The future’s bright… the future’s yellow?!

Roxana Olivera reveals the significance of sunny underwear in Peru’s New Year celebrations.

Before we headed to my native Peru for the holidays, I told my friends Murray and Fraser to pack brand new yellow underwear.

‘It’s an old tradition for New Year’s Eve,’ I tried to explain.

They thought I was joking.

But when they saw Lima’s streets covered with yellow decorations and street vendors (many of them dressed in yellow from head to toe) displaying yellow panties on one arm and yellow briefs on the other – all carefully arranged according to size, my friends quickly changed their minds.

‘Give us two of those,’ they said to the street vendor standing outside a supermarket.

The short woman quickly eyed their body contours and handed the gringo twins the yellow briefs.

‘Why yellow?’ they asked.

‘It brings you good luck in the New Year,’ she replied, before wandering down the street waving yellow underwear at people like magic wands, with her tiny daughter clinging onto her skirt.
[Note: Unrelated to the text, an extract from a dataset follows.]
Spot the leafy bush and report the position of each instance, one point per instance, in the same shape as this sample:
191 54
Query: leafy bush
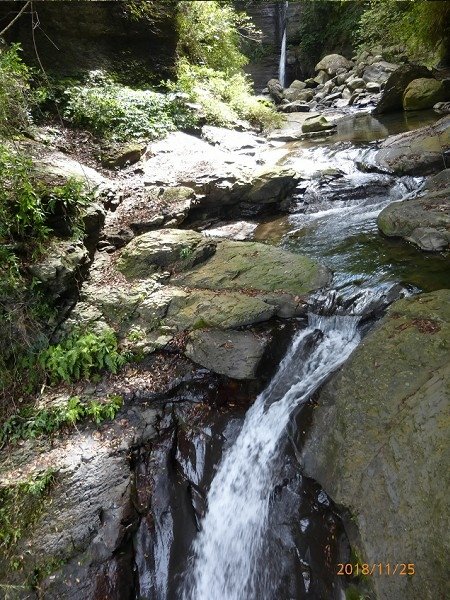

The youngster could barely keep hold of her yellow melting popsicle.

I cautioned them, ‘You’ll have to slip into your new yellow underwear just before midnight.’

Bewilderment clouded their faces.

Photo by: Roxana Olivera

At a friend’s house, where we were to ring in the New Year, yellow roses and a crisp yellow linen tablecloth adorned the dining table. Rounds of Pisco Sours and empanadas were served. My gringo friends shared their travelling plans, which included the Gold Museum and, of course, Machu Picchu. Our host recommended a few beaches in Lima which, few people know, offer world-class surfing. She also told them not to leave Peru without seeing Huaráz – in the highlands. Others advised them not to miss the Amazon. The conversation kept my twin friends entertained.

Just before midnight everyone at the celebration suddenly bolted from the table and headed for a washroom, an empty bedroom or a hidden corner. Doors opened and closed, shoes stomped on the floor. Some guests even went under the dining-room table to slip into their new yellow underwear. Murray and Fraser went to the kitchen where, despite being joined by strangers and stumbling upon our host’s dog, which was also sporting yellow pet-underwear, they did as everyone else.

Now in fresh yellow underwear, everyone rushed back to the table to drink their glass of champagne, eat 12 grapes, make 12 wishes (one for each grape) and embrace everyone around them – all to be accomplished in 60 seconds.

The holiday excitement had just begun.

On the street an elderly woman ran around the block, an old empty suitcase behind her. Young couples embraced under the park’s trees. A man in his fifties counted his money inside his car. Teenagers burned old tyres and set off firecrackers, children searched for their parents. The Peruvian President (well, a stuffed dummy to symbolize Mr Old Year) was paraded around the neighbourhood before being set on fire.

And, in the midst of this madness, my friends greeted visitors who kept arriving by the dozen.

The celebration lasted until the early hours of the New Year.

Photo by: Roxana Olivera

Peruvians take this crazy tradition very seriously. When the clock strikes midnight, you have to be out of your old underwear and inside your new yellow pair. To be lucky, the underpants must always be brand new. If you get them as a present, it is supposed to bring you extra luck. And what you do exactly at midnight, I was told as a child, offers a snapshot representation of what you will do in the New Year. So if you want to travel in the New Year, you take your suitcase around the block. If you want wealth, you count your money. If you want to keep your lover, you better have him or her nearby at midnight. And if you want to overcome the bad things that happened in the previous year, you burn Mr Old Year.

For our upcoming trip to Peru, I told my 78-year-old Canadian friend Berthe to pack brand new yellow underwear.

‘I don’t have yellow underwear,’ she declared.

I told her not to worry, that we could get her a new pair in Lima.

‘But I don’t need yellow underwear!’ she fired back.

As I tried to convey to her the significance of the brand-new-yellow-underwear-for-good-luck-on-New-Year custom, she eyed me with suspicion and told me in her native French that I was ‘vachement folle’ (really crazy). I thought about explaining why Peruvians count money and carry suitcases around at midnight, but after reflection decided to keep that little part of the New Year’s celebration to myself.

Originally from Peru, Roxana Olivera is a Canadian journalist now living in Toronto.